Unfortunately, there is a critical shortage of Cre resources needed to perform these types of studies. This new international project will create more mutant genes, and will also address the shortage of Cre resources. EU scientists will create Cre resources for a wide variety of organs, while BC scientists will create resources for the brain, eye, and spinal cord, adding to and building on the province's existing strengths.
This project may ultimately generate advances in medical therapy for a host of neurological conditions. This invaluable information will not only speed up research and discovery, both academically and commercially, but also draws investment to and stimulates commercial activities in British Columbia.

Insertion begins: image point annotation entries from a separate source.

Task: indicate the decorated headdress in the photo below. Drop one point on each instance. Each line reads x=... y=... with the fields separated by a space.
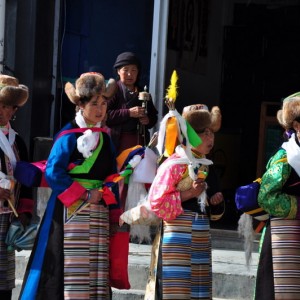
x=11 y=92
x=89 y=85
x=206 y=119
x=290 y=111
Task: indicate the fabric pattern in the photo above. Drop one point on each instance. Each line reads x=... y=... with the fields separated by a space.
x=270 y=197
x=186 y=250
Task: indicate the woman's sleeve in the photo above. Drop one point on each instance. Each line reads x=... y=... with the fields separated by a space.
x=56 y=174
x=25 y=202
x=164 y=198
x=271 y=197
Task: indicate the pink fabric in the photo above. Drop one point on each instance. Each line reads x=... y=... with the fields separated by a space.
x=164 y=198
x=71 y=194
x=25 y=205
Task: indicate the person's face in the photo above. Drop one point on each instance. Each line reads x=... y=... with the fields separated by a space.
x=128 y=75
x=94 y=111
x=208 y=138
x=6 y=113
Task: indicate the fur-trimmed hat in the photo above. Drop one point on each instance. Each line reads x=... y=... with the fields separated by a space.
x=11 y=92
x=89 y=85
x=203 y=119
x=127 y=58
x=290 y=111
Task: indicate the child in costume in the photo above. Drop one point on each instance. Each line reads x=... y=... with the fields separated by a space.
x=279 y=196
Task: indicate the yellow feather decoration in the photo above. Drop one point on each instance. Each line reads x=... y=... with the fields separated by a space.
x=172 y=89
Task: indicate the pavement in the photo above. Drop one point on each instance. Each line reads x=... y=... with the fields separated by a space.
x=232 y=279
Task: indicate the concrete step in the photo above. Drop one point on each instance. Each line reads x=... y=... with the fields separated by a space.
x=232 y=279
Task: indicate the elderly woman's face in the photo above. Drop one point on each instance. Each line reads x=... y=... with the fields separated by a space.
x=6 y=113
x=128 y=75
x=94 y=111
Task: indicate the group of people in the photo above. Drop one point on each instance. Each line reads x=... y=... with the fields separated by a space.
x=70 y=257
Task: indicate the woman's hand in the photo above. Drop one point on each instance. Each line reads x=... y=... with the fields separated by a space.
x=137 y=112
x=216 y=199
x=4 y=194
x=144 y=120
x=198 y=187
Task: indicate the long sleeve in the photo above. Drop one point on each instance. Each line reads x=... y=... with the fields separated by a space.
x=272 y=197
x=68 y=190
x=164 y=197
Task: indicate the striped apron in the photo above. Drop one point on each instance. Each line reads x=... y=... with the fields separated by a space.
x=186 y=258
x=286 y=258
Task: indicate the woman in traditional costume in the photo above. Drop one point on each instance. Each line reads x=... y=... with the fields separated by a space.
x=177 y=195
x=278 y=269
x=13 y=197
x=70 y=258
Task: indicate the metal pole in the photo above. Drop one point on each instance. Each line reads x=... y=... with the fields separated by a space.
x=158 y=57
x=2 y=32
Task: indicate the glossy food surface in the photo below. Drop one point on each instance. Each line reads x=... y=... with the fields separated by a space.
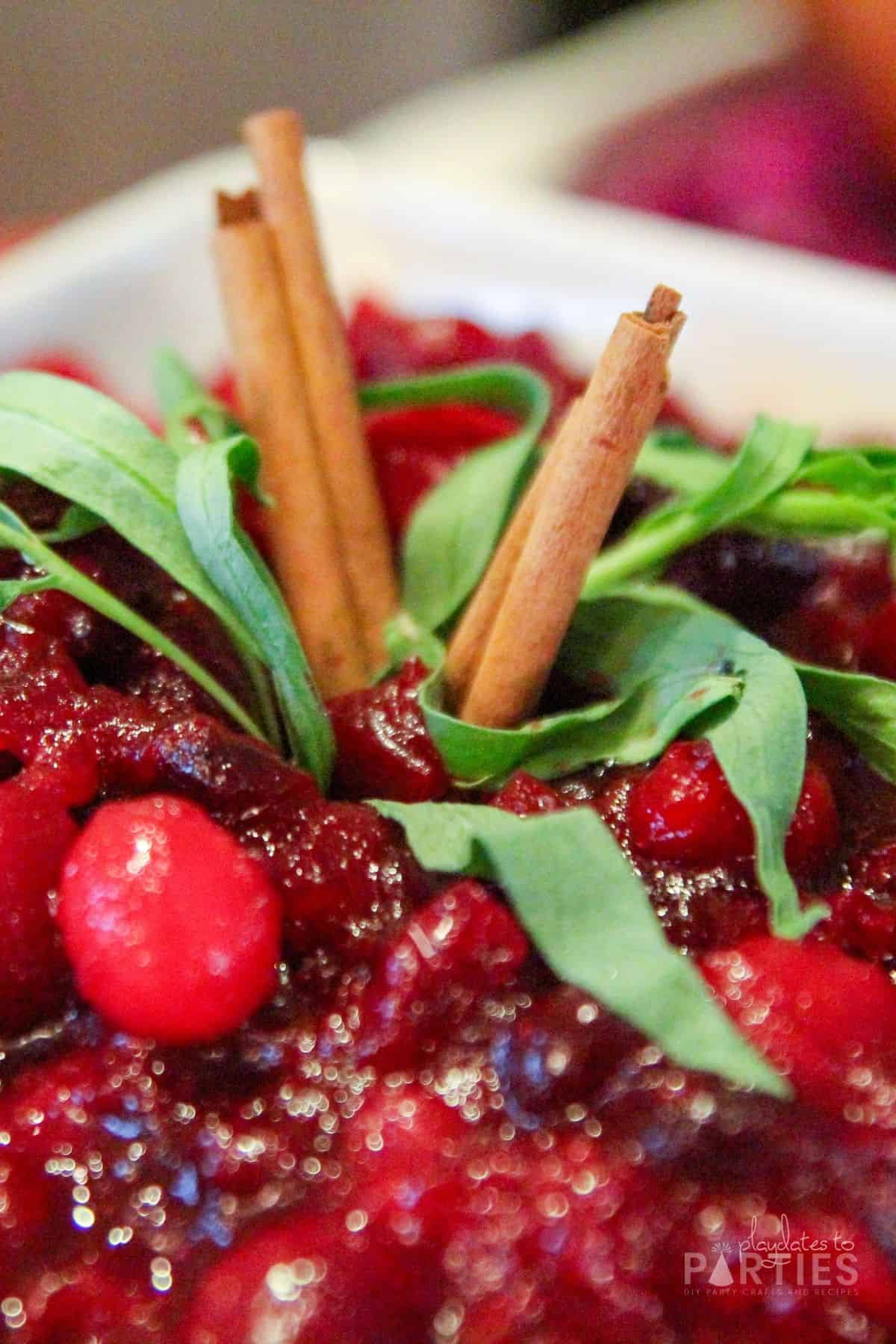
x=421 y=1135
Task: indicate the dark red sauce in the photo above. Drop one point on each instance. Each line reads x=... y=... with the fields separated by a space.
x=422 y=1136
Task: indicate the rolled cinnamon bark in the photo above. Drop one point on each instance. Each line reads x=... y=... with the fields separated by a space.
x=277 y=143
x=304 y=538
x=576 y=503
x=469 y=640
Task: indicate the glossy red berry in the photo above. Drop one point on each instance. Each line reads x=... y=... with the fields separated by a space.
x=879 y=641
x=682 y=811
x=171 y=927
x=527 y=796
x=385 y=750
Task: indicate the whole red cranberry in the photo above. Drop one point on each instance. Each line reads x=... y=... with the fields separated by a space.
x=171 y=927
x=383 y=746
x=684 y=811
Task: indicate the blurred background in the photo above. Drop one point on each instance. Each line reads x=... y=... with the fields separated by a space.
x=770 y=117
x=97 y=93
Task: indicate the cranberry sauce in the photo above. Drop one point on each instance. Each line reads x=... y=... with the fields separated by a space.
x=420 y=1135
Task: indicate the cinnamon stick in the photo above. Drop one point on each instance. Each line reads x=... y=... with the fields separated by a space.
x=302 y=531
x=576 y=503
x=277 y=143
x=469 y=638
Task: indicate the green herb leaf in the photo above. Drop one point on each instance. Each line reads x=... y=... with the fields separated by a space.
x=665 y=660
x=762 y=753
x=75 y=522
x=862 y=707
x=16 y=535
x=677 y=463
x=84 y=447
x=231 y=562
x=850 y=491
x=408 y=638
x=457 y=524
x=771 y=455
x=11 y=589
x=673 y=665
x=183 y=401
x=590 y=918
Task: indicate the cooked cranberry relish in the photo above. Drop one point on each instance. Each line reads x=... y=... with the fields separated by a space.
x=421 y=1133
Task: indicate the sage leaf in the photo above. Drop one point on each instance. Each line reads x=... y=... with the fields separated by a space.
x=93 y=452
x=862 y=707
x=75 y=522
x=677 y=463
x=455 y=527
x=586 y=912
x=16 y=535
x=184 y=401
x=234 y=566
x=771 y=455
x=408 y=638
x=675 y=665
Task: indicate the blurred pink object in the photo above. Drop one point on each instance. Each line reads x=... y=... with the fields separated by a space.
x=778 y=154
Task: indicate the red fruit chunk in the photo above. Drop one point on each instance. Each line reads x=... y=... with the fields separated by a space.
x=227 y=773
x=684 y=811
x=527 y=796
x=561 y=1050
x=815 y=833
x=414 y=449
x=401 y=1144
x=461 y=944
x=171 y=927
x=879 y=641
x=385 y=750
x=319 y=1278
x=385 y=344
x=822 y=1018
x=346 y=874
x=35 y=833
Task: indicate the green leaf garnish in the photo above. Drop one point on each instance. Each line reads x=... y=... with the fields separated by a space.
x=590 y=918
x=183 y=402
x=457 y=524
x=16 y=535
x=93 y=452
x=116 y=472
x=408 y=638
x=74 y=523
x=862 y=707
x=673 y=663
x=206 y=508
x=771 y=455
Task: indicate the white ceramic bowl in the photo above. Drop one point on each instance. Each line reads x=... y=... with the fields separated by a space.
x=768 y=329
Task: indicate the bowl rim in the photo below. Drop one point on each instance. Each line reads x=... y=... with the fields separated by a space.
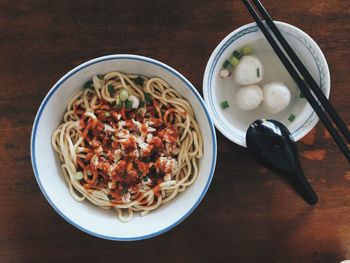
x=313 y=118
x=75 y=70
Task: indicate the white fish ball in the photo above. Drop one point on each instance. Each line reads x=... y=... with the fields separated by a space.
x=249 y=71
x=276 y=97
x=249 y=98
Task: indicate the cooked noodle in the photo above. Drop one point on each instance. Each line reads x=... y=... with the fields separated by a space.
x=132 y=154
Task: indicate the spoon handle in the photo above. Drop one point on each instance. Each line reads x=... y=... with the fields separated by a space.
x=303 y=187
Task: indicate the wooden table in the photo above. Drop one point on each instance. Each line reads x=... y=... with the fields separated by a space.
x=249 y=214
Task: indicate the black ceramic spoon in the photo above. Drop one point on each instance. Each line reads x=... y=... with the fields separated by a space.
x=271 y=144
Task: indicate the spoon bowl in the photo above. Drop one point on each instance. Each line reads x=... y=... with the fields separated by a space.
x=272 y=145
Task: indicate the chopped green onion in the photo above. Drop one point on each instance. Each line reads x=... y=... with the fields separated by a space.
x=237 y=54
x=291 y=117
x=123 y=95
x=78 y=176
x=142 y=104
x=247 y=50
x=225 y=104
x=234 y=61
x=226 y=64
x=128 y=104
x=147 y=159
x=148 y=98
x=224 y=73
x=118 y=104
x=88 y=84
x=111 y=90
x=139 y=81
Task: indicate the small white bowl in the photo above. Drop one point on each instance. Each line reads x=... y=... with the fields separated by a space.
x=85 y=216
x=234 y=123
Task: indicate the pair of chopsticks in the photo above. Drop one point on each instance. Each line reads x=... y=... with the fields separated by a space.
x=302 y=77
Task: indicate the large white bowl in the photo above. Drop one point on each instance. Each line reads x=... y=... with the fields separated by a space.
x=85 y=216
x=215 y=92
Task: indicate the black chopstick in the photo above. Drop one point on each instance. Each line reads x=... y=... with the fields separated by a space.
x=304 y=72
x=300 y=82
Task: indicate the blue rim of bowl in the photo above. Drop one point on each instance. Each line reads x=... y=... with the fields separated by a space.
x=116 y=57
x=251 y=29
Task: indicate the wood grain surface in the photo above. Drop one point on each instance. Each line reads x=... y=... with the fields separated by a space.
x=249 y=214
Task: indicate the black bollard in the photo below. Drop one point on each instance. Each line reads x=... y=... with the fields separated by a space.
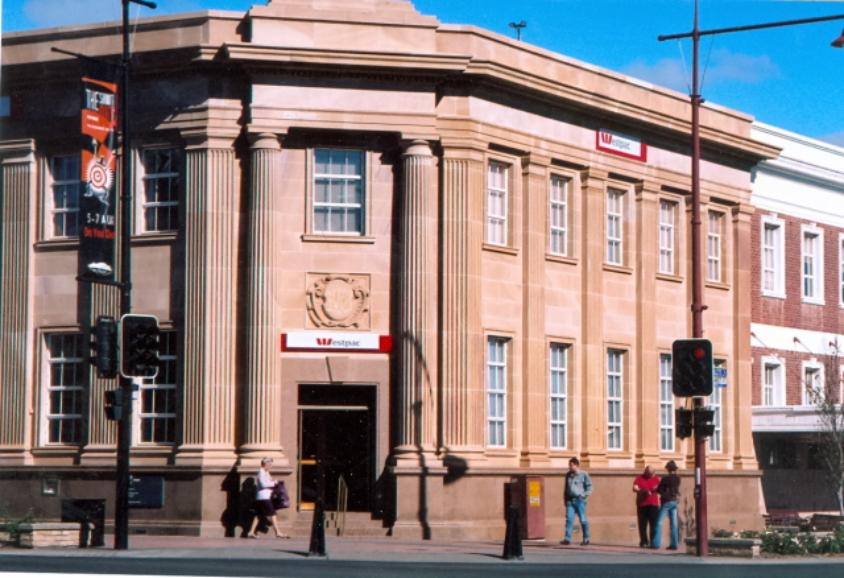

"Not only is this project a showcase for British Columbia's brain research expertise, but a major international collaboration that really demonstrates the generosity and enthusiasm of researchers around the globe. The outcomes of this project will be truly internationally available enabling tools and we are very proud to play an important role in their development" says Dr. Alan Winter, President & CEO of Genome BC.
Genome BC has funded this project as part of its Applied Genomics Consortium Program, which brings together national and international consortia, funding partners and industry and will provide an opportunity to fund projects that will have a significant impact on strategic sectors of British Columbia's economy.